We used the geneart to do reverse translation to get the nucleotide sequence of pangu cyclase and the website continue optimization codes. Finally we added the other ending codes to gene sequence. Because the optimal gene fragment that the Gene synthesis company can synthesize is 1600bp, so we cut target fragment of 2224bp into two sections on average.
Plasmid Construction(BBa_K2519000)
At first, we used the Gibson Assembly Master Mix to assemble the target fragments and pSB1c3 backbone.
| Sequence1(25ng/μL) | 4μL |
| Sequence2(25ng/μL) | 4μL |
| pSB1C3 backbone(25ng/μL) | 2μL |
| Enzyme | 10μL |
| Total | 20μL |
Incubate at 50℃ for 1 hour.
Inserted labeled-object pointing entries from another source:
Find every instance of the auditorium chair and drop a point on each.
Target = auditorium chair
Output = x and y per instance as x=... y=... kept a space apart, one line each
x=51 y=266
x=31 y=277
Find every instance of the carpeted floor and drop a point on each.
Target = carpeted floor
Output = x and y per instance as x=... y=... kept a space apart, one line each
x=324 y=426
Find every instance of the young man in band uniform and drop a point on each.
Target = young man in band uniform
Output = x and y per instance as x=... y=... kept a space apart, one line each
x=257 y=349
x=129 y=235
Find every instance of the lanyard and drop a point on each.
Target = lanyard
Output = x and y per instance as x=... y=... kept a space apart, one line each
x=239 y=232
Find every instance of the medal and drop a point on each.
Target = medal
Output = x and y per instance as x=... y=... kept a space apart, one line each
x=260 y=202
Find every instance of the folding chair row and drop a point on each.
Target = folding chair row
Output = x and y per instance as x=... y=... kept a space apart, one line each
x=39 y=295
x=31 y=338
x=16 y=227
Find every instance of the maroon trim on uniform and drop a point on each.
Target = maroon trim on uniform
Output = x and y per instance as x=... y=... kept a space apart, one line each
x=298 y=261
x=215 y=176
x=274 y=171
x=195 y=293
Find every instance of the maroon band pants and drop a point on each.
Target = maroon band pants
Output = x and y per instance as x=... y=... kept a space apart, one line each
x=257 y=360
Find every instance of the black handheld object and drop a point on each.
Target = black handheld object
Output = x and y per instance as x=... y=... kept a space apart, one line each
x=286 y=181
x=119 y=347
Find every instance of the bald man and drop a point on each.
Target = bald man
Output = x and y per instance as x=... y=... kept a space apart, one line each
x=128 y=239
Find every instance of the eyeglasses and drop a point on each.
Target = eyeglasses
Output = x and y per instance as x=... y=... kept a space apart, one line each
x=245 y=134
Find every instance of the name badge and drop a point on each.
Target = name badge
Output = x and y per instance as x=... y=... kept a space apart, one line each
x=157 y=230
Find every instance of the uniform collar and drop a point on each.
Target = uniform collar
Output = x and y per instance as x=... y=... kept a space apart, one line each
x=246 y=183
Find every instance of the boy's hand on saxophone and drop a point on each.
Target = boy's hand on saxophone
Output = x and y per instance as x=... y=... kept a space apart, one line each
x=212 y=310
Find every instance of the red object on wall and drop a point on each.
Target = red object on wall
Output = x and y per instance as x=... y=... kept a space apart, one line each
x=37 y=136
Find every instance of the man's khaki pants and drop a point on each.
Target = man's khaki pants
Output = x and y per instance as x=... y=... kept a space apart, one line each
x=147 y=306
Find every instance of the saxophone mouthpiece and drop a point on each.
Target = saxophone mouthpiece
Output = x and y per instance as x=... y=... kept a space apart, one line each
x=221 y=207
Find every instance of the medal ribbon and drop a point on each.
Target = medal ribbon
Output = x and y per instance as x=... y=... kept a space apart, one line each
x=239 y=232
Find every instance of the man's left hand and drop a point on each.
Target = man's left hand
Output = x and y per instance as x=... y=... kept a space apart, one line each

But we got many results of false positive. There appeared white and pink bacterial colonies on our medium plate.
And the SDS-agarose gel electrophoresis figure only showed the electrophoresis strips about 2000bp and 3000bp, which are backbone and plasmid containing red fluorescent gene. And we have tried many times, but we can’t find any colony containing our designed plasmid.
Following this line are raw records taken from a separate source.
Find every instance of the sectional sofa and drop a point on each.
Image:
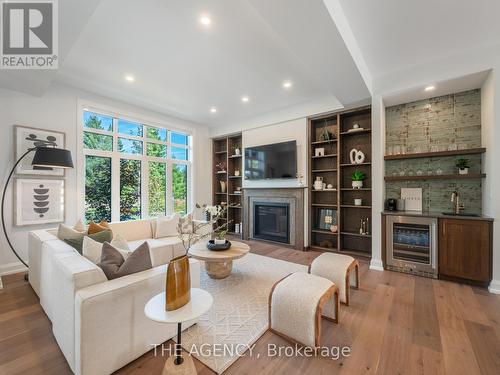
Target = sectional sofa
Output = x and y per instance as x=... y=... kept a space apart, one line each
x=99 y=324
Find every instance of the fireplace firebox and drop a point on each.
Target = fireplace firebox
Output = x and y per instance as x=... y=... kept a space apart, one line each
x=272 y=221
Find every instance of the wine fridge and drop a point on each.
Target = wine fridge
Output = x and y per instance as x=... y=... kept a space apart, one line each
x=411 y=245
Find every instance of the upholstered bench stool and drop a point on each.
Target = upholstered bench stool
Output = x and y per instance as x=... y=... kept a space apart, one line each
x=337 y=268
x=296 y=304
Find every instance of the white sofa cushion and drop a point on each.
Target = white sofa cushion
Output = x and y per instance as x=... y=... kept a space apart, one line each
x=133 y=230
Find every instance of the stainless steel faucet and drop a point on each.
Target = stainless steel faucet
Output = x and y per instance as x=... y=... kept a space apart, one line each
x=456 y=203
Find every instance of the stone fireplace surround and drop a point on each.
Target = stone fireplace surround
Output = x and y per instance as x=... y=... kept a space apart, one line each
x=295 y=199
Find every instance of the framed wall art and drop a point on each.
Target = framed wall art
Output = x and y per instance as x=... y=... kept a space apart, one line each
x=26 y=138
x=38 y=201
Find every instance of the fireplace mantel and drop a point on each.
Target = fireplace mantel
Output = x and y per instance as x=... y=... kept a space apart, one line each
x=294 y=197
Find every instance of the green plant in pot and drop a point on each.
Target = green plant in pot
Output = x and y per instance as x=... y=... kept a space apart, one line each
x=463 y=166
x=357 y=178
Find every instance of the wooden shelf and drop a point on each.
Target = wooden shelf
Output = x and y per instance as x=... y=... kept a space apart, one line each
x=354 y=234
x=355 y=165
x=353 y=206
x=323 y=142
x=355 y=132
x=323 y=232
x=324 y=156
x=324 y=170
x=352 y=189
x=471 y=151
x=337 y=170
x=436 y=177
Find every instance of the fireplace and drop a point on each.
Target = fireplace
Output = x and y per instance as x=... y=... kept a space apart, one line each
x=271 y=221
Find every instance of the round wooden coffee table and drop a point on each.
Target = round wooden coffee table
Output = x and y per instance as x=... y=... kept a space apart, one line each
x=219 y=264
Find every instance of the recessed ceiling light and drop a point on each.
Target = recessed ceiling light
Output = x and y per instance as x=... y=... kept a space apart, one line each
x=205 y=20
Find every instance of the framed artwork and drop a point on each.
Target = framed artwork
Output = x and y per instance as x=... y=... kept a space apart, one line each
x=38 y=201
x=26 y=138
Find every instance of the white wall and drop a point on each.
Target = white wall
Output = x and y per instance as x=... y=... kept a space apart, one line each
x=57 y=110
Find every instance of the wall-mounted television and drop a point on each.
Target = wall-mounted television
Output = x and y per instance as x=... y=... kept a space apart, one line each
x=273 y=161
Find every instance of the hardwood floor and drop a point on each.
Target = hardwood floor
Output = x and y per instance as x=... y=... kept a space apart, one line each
x=396 y=324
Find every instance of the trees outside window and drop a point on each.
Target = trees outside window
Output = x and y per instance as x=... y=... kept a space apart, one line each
x=136 y=164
Finally we used PCR to amplificate the DNA fragments and isolated the DNA sequence of 2224bp. The target segment and the plasmid backbone of pSB1C3 were digested by the PstI ang EcoRI enzyme respectively. Then we used T4 DNA ligase to connect the backbone and target fragment.
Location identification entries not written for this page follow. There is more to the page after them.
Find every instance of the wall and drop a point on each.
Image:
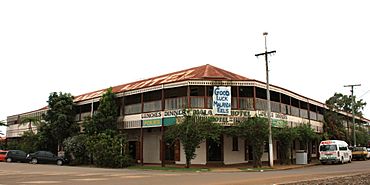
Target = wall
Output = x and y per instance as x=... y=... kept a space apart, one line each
x=230 y=156
x=199 y=159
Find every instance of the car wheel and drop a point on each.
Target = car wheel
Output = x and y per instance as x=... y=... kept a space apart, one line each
x=34 y=161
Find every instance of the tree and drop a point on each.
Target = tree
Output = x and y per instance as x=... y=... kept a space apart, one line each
x=60 y=117
x=192 y=131
x=29 y=121
x=333 y=122
x=362 y=136
x=344 y=103
x=255 y=131
x=285 y=137
x=105 y=117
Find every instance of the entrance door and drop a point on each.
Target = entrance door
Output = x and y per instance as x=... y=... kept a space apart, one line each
x=215 y=150
x=132 y=149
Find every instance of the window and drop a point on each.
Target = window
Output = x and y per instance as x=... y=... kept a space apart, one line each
x=235 y=144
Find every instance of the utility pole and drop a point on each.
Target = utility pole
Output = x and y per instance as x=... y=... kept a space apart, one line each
x=353 y=112
x=266 y=53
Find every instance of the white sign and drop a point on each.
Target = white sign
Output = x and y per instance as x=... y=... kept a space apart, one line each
x=222 y=100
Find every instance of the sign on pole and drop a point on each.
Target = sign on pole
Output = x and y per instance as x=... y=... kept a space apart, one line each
x=222 y=100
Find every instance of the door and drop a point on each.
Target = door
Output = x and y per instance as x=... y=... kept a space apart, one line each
x=132 y=149
x=214 y=150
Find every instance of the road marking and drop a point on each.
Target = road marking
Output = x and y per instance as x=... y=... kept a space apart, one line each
x=134 y=176
x=88 y=174
x=91 y=179
x=41 y=182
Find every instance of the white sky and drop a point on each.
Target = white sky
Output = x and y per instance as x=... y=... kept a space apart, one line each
x=82 y=46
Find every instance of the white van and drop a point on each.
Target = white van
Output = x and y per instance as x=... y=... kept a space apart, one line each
x=334 y=151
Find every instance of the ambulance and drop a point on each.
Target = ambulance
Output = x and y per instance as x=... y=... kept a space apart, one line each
x=334 y=151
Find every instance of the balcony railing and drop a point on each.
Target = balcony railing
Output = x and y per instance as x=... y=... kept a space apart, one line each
x=304 y=113
x=197 y=101
x=152 y=106
x=133 y=109
x=295 y=111
x=175 y=103
x=313 y=115
x=246 y=103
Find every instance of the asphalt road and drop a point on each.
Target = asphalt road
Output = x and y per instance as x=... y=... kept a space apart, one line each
x=20 y=173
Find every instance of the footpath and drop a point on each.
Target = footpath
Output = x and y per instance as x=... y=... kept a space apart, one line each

| Target fragment(40ng/μL) | 4μL |
| Backbone(17ng/μL) | 3μL |
| 10Xbuffer | 2μL |
| T4 DNA ligasee | 0.4μL |
| ddH2O | 11μL |
| Total | 20.4μL |
Incubate at 16℃ for 2 hours.
The electrophoresis figure2 showed our designed plasmid.
Because not every team has the Dpn1 enzyme to cut up original template DNA. So we want to make a suggestion for IGEM foundation, the community may use Dpn1 enzyme to cut up the RFP plasmid before delivery of backbone.
Plasimd Sequencing
Comparing the sequencing result with the sequence of pangu cyclase, we found there were two mutation sites on the sequence.
According to the figure1, AAG mutated to GAG, so the 30th amino acid on peptide mutated from Arginine to glutamic acid.
As is showed on figuer2, ATC mutate to ATA, but the amino acid keep as Isoleucine.
The first site may produce influence for the expression of squalene cyclase, which we have not known. We will verificate the function of the part later.